Part of Advances in Neural Information Processing Systems 36 (NeurIPS 2023) Main Conference Track
Gergely Flamich, Stratis Markou, José Miguel Hernández-Lobato
Relative entropy coding (REC) algorithms encode a sample from a target distribution $Q$ using a proposal distribution $P$ using as few bits as possible. Unlike entropy coding, REC does not assume discrete distributions and require quantisation.As such, it can be naturally integrated into communication pipelines such as learnt compression and differentially private federated learning. Unfortunately, despite their practical benefits, REC algorithms have not seen widespread application, due to their prohibitively slow runtimes or restrictive assumptions. In this paper, we make progress towards addressing these issues. We introduce Greedy Rejection Coding (GRC), which generalises the rejection sampling-based algorithm of Harsha et al. (2007) to arbitrary probability spaces and partitioning schemes.
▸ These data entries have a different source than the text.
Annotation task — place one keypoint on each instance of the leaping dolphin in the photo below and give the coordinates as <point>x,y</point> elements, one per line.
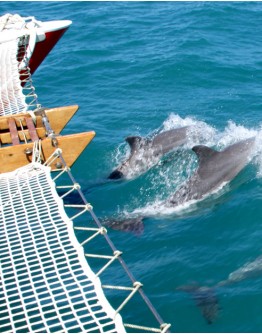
<point>206,298</point>
<point>215,169</point>
<point>144,152</point>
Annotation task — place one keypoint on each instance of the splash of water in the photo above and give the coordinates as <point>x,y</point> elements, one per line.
<point>166,178</point>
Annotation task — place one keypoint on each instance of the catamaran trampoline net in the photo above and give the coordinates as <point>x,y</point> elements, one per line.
<point>46,284</point>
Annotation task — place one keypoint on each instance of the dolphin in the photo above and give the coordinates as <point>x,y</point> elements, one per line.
<point>145,152</point>
<point>249,270</point>
<point>205,299</point>
<point>215,169</point>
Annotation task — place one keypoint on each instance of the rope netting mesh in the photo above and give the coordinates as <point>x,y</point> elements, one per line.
<point>46,283</point>
<point>17,93</point>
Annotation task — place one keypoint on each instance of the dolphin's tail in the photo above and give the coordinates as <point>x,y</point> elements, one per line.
<point>133,225</point>
<point>205,299</point>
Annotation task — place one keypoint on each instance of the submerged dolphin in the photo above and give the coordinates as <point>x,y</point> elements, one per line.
<point>206,298</point>
<point>249,270</point>
<point>215,169</point>
<point>144,152</point>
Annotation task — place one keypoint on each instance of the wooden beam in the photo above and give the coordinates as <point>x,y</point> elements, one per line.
<point>58,118</point>
<point>13,157</point>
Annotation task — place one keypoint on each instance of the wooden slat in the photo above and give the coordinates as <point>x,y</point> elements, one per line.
<point>13,131</point>
<point>72,146</point>
<point>31,128</point>
<point>5,138</point>
<point>58,118</point>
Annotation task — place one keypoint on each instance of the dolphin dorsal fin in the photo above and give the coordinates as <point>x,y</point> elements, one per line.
<point>134,142</point>
<point>204,153</point>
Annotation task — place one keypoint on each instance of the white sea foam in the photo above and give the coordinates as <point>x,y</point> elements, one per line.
<point>167,178</point>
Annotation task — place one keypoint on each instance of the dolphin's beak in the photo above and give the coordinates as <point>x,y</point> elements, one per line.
<point>116,174</point>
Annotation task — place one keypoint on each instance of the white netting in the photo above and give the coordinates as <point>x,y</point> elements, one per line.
<point>12,99</point>
<point>46,284</point>
<point>17,93</point>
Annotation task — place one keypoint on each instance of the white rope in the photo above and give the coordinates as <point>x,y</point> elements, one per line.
<point>46,283</point>
<point>17,42</point>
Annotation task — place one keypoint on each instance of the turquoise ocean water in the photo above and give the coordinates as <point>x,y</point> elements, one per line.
<point>135,68</point>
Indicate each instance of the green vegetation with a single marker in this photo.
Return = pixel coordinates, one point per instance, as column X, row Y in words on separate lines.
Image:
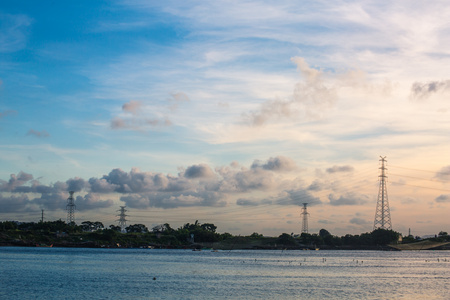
column 196, row 235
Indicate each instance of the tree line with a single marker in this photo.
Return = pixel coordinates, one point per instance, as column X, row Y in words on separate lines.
column 187, row 234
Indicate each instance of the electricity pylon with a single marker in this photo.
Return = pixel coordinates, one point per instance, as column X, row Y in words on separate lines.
column 382, row 214
column 305, row 218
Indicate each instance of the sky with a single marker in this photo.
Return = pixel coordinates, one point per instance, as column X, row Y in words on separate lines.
column 226, row 112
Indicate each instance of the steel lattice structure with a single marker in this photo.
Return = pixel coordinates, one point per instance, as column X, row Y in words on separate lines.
column 70, row 209
column 122, row 220
column 305, row 218
column 382, row 214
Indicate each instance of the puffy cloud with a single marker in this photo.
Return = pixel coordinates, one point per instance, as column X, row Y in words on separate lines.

We first show that GRC terminates almost surely and returns unbiased samples from $Q$, and then focus on two variants of GRC, namely GRCS and GRCD. We show that for continuous $Q$ and $P$ over $\mathbb{R}$ with unimodal $dQ/dP$, the expected runtime of GRCS is upper bounded by $\beta D_{KL}(Q||P) + \mathcal{O}(1)$ where $\beta \approx 4.82$, and its expected codelength is optimal. This makes GRCS the first REC algorithm with guaranteed optimal runtime for this class of distributions, up to the multiplicative constant $\beta$. This significantly improves upon the previous state-of-the-art method, A* coding (Flamich et al., 2022). Under the same assumptions, we experimentally observe and conjecture that the expected runtime and codelength of GRCD are upper bounded by $D_{KL}(Q||P) + \mathcal{O}(1)$. Finally, we evaluate GRC in a compression pipeline with variational autoencoders on MNIST, and show that a modified training objective and a codelength-compression method can further improve compression efficiency.